LA PELÍCULA MALA QUE GENERÓ UNA SAGA
Más allá de la desigual capacidad profesional de los diversos actores, y de las evidentes limitaciones de un planteamiento formulario materializado a toda prisa, el bajo presupuesto de Viernes 13 tuvo algún efecto positivo. La filmación sencilla de los acontecimientos, sin posibilidad de aplicar grandes artificios, posibilitaba un cierto aspecto de autenticidad. Y la conservación de una cierta dosis de misterio alrededor de la identidad del asesino, con ecos (invertidos) de Psicosis, decoraba el conjunto. Estas modestas virtudes no convencieron ni a la misma co-protagonista Betsy Palmer, quien declaró que el guion le pareció “un montón de basura”.

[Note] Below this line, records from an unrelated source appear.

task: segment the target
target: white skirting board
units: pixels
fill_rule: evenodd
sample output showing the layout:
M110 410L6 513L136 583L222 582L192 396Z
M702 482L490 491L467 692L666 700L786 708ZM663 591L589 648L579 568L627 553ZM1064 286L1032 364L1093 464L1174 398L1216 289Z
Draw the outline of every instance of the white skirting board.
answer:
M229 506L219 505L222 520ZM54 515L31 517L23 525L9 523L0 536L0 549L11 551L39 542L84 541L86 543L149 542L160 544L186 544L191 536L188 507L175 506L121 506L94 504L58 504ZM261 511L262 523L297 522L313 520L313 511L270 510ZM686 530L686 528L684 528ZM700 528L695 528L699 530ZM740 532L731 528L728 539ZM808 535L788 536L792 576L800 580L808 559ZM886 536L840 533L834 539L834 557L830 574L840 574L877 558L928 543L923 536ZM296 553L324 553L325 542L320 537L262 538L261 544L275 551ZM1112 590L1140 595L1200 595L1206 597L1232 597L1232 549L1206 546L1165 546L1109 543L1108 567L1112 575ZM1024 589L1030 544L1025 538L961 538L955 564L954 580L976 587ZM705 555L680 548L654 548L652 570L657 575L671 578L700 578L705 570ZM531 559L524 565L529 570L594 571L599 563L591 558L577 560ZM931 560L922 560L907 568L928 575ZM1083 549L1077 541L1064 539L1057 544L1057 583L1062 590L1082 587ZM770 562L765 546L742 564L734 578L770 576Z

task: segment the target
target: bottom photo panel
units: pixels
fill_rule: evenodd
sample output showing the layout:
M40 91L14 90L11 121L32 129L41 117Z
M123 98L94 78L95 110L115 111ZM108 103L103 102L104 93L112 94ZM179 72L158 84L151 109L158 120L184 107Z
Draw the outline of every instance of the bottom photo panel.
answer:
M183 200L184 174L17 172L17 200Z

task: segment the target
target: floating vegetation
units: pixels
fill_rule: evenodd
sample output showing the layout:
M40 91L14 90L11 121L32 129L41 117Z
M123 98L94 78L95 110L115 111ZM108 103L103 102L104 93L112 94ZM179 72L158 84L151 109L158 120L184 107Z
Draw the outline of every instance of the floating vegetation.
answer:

En realidad, la saga Viernes 13 ilustra las elevadas dosis de improvisación y azar que pueden impactar en la creación cinematográfica. Un susto final planteado en clave onírica sería el débil hilo al cual se agarrarían los responsables de la obra para plantear una secuela. Y la mitología de la saga se iría fijando sobre la marcha a lo largo de los filmes posteriores: primero cambiaría la identidad del asesino, posteriormente se transformaría el aspecto de este, y más adelante se produciría una escala progresiva (y y nada planificada) hacia territorios sobrenaturales.
El Jason Voorhes que tropezaba con el mobiliario o que caía tras una patada en la entrepierna en Viernes 13: 2ª parte iría convirtiéndose en un matarife invulnerable… ¿e inmortal? Una vez eliminada de la ecuación el misterio, la sucesión de asesinatos con técnicas rebuscadas y visualizados de manera gráfica tomaron el control de la saga. En un momento del documental Crystal Lake memories, elefantíasico repaso de toda la saga, el polifacético Tom Savini (creador de los efectos especiales de la primera parte) recordaba que la escenificación gore de las muertes es un elemento tan central del slasher como la visualización de eyaculaciones en la pornografía.
Más allá de trucos como la filmación en 3-D de Viernes 13: 3ª parte, sus responsables raramente aprovecharon los pequeños filones de los que dispusieron (como la potencialmente carismática heroína que protagonizaba la segunda entrega). Con la vertiente dramática reducida al mínimo, se optó por añadir efectismo en forma de resurrecciones y posesiones, extraños cruces de personajes (en Freddy contra Jason, el enmascarado del machete coincidía con el antagonista de Pesadilla en Elm Street) e incluso traslados a estaciones espaciales del futuro (véase la descacharrante Jason X). La ocurrencia desplazó a la creatividad y los aficionados no podían mostrarse demasiado decepcionados: la primera entrega ya no había sido muy buena.